Off the three of them went in the monstrous Jaguar and returned at about 7.30 in the evening to collect the "crebs". Dick was like a pilgrim of old, taking two steps forward and one back.
"And how did the official guide get on? I asked, sardonically.
"Declare to God, Eddie boy, I only guided them into every pub in east County Waterford!"
Those crabs must have cost Mr. Goldberg over £1 each at the heel of the hunt. Taking into consideration the car's petrol consumption and Dick's alcoholic capacity.
Another evening — it was coming on dusk in early autumn — the late Dr. Peter O'Sullivan and Mr. Bobby Tritschler came into the bar after an afternoon's pike spinning on Belle Lake. Bobby had two nice fish which he took into the shop to weigh on the potato scales. They weighed eight pounds and twelve pounds respectively, and as he returned Dick addressed him: “Mr. Tritschler, sir, have you any further use tor those pike? I understand they are practically inedible, but I think I could put them to some use."
"Certainly you can have them Dick. I only wanted to weigh them." Carefully Dick spread two sheets of newspaper under the bench he was sitting on and laid out the pike - not too obtrusively, but "still and all," as Peter Roche remarked to me afterwards, "You couldn't help but see them.
Dick was out of the bar when the Cockney couple arrived, but by the time he returned they were making it plain they were on their way to the night ferry to England from Rosslare. Apart from raising their voices in song, Irish people are usually quiet spoken, whilst your Londoner dominates the conversation with his "lahd” and rather vulgar accent. Suddenly your man’s eye lit on those two fish.
"Gawd", he says, "Them's a coupla nice fish. Wot are they?"
Gravely Dick touched the peak of his cap before replying: "Salmon, sir, salmon, and caught this very afternoon."
"Chrissake, Vera, wot say we tyke a coupla nice fresh salmon ‘ome to the folks? Meantersay, you can see they’re bleedin’ fresh, 'ardly aht o' the bleedin' wa'er be the look of 'em."
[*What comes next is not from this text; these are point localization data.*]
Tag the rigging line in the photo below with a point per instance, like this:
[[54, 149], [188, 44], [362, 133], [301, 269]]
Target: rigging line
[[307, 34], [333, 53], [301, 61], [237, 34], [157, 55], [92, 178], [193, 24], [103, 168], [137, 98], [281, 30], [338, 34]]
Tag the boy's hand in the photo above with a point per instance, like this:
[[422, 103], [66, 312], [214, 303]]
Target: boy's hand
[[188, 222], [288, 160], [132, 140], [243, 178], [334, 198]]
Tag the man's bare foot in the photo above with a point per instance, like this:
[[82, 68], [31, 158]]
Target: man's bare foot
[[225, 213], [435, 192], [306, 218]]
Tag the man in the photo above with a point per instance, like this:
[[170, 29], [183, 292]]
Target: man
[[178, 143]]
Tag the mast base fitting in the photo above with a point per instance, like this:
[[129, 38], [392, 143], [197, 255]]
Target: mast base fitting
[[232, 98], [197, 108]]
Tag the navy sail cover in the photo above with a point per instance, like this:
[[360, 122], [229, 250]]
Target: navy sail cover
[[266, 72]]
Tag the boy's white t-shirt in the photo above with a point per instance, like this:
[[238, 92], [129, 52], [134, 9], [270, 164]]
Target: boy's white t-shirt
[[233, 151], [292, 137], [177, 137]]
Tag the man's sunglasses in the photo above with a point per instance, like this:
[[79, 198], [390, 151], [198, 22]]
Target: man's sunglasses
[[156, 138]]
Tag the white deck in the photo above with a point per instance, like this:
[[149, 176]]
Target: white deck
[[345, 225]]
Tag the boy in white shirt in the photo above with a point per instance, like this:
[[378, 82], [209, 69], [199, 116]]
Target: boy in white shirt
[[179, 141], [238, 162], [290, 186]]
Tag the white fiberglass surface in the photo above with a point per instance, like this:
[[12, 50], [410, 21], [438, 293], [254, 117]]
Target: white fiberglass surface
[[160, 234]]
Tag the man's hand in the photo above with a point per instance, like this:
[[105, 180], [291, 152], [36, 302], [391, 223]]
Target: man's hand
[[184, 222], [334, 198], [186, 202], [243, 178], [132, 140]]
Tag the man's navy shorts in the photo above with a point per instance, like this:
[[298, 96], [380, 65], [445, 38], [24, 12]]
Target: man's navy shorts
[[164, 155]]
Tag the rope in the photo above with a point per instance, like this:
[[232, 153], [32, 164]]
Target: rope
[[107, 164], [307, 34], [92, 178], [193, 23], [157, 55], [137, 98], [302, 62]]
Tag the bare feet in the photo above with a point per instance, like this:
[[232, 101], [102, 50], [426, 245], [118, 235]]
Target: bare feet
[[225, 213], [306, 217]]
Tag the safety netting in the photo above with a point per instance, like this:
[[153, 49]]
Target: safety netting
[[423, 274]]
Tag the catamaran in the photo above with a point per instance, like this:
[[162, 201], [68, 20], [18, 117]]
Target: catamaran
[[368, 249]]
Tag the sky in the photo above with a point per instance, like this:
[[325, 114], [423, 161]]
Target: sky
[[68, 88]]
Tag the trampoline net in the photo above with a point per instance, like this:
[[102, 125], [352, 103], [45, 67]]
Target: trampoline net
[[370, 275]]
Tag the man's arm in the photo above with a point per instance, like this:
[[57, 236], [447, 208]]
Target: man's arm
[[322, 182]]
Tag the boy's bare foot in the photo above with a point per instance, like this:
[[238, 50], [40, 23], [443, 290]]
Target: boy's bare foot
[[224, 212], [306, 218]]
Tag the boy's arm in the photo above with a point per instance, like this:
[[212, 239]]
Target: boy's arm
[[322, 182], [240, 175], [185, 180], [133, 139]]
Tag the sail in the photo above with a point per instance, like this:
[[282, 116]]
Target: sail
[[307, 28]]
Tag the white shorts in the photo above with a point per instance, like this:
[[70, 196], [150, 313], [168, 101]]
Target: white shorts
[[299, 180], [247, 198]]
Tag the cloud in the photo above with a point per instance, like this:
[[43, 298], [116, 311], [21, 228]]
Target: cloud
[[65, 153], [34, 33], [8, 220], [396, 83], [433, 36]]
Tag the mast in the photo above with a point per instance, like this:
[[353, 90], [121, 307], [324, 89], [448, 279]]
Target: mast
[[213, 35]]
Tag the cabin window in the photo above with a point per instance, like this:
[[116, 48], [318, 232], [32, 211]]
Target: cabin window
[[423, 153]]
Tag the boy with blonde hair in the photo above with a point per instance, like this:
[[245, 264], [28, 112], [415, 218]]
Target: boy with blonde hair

"Ow, vat would be ever so nice," agrees the gullible Vera.
"’ow much for them two fish?" asks the equally gullible Jack (or whatever his name was).
"Sir." replies Dick. "It would be highly improper for me to sell them to you - illegal, in fact. I have no licence to angle for game fish nor to market them. But under the circumstances, if you swear not to give away the source from which you procured them, it is on the cards that we might do a deal."
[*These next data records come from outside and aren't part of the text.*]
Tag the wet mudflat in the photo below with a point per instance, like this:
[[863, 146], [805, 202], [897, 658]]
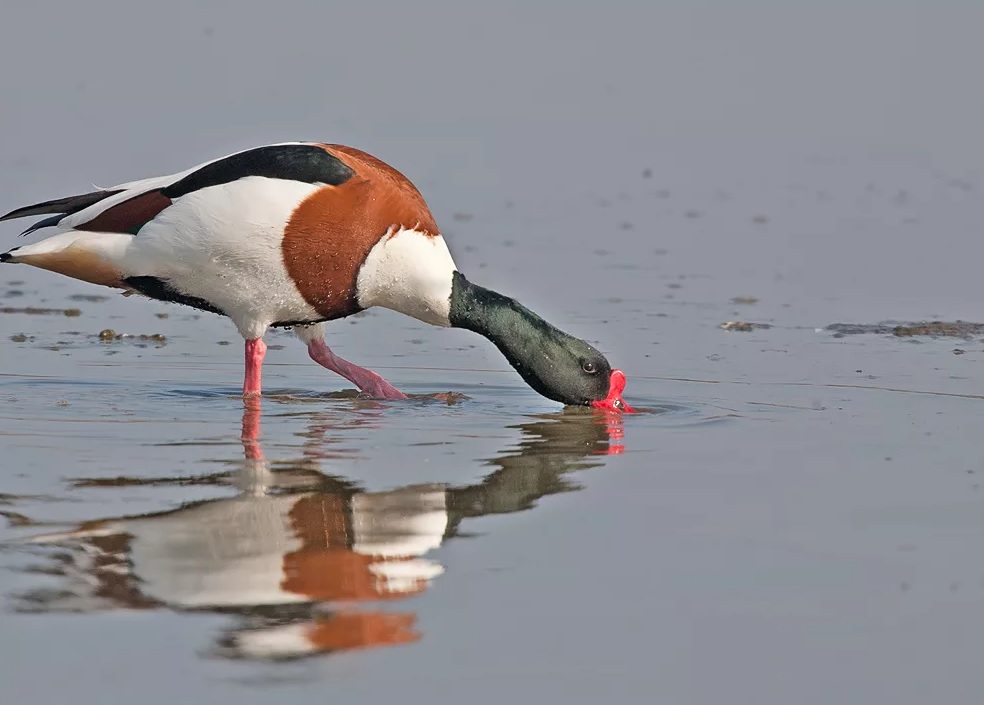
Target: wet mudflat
[[792, 288]]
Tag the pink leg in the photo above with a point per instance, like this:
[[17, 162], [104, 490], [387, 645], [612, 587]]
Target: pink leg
[[366, 380], [255, 350]]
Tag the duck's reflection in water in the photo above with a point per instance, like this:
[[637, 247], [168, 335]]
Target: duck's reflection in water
[[297, 556]]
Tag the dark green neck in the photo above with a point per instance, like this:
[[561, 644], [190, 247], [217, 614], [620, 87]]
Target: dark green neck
[[521, 335]]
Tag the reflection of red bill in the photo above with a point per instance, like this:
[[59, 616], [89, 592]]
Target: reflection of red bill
[[614, 400]]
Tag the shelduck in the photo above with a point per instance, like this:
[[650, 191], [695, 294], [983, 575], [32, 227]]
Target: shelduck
[[297, 234]]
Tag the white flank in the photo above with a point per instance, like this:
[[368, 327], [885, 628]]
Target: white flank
[[409, 272], [223, 244], [109, 246]]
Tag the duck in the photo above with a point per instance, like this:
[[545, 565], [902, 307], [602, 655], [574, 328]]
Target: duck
[[294, 235]]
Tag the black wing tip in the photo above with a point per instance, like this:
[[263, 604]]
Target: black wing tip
[[61, 206]]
“Vat’s more like it”, says Jack. “Wot’s it to be, drink I mean?"
"After a hard afternoon on the river I have drunk a number of bottles of stout,” replies Dick. And, drawing a finger across his throat, "I’m up to here. Would I be impinging on your generosity if I called for a glass of Jamesons' whiskey?"
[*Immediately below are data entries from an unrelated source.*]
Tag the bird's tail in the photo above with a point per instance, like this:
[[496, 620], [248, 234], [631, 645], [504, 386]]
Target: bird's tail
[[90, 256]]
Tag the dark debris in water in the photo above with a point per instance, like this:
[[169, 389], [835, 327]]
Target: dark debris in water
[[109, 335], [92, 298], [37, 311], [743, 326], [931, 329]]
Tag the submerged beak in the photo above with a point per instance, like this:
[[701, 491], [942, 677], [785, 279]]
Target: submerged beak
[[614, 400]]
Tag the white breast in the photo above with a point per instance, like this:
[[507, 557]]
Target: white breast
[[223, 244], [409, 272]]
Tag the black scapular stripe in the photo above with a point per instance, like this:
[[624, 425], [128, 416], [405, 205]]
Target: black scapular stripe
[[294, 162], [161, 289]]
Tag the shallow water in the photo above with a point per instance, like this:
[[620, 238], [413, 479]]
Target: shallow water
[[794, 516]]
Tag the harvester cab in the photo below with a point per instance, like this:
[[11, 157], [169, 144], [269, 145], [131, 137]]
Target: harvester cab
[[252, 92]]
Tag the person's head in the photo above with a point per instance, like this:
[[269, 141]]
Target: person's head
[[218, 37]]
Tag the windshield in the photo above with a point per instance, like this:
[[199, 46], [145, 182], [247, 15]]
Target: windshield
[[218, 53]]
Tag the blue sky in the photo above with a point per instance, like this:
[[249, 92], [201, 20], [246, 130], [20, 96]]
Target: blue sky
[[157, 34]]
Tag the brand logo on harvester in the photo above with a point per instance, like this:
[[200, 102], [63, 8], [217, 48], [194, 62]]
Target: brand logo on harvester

"Not at all, mate, not at all. Glass o' whiskey for the gent here, mister. Now, 'ow much?"
"Mr. Lawlor, sir, may I take a brief look at your morning paper in order to ascertain the price of salmon per lb. on the Dublin Market yesterday? Thank you. Ah, here it is, eight shillings a pound. There is 20 Ibs. of fish there, weighed and witnessed. At market price that comes to £8. But since this is a secret and illegal deal, which I have sworn you not to disclose, you may have them at half price - a bargain at £4.”
"ow come you talk so open abaht vis ‘ere illegality in front of these blokes?" asks the Cockney suspiciously.
"Mv dear sir," said Dick, and it was the first time he had allowed his tone to become condescending. "These blokes, as you refer to them, are my friends and in Ireland informing is the unpardonable crime."
"Awright. ‘ere's your four quid. Since you bin so decent I'll buy you another glass of vat vere Jimmy whiskey or whatever you calls it," then, looking at his watch. "Come on, Vera, drink up or we’ll miss vat bleedin’ ferry."
As we heard the car drawing away, we collapsed into mirth — Dunmore Dick had done it again.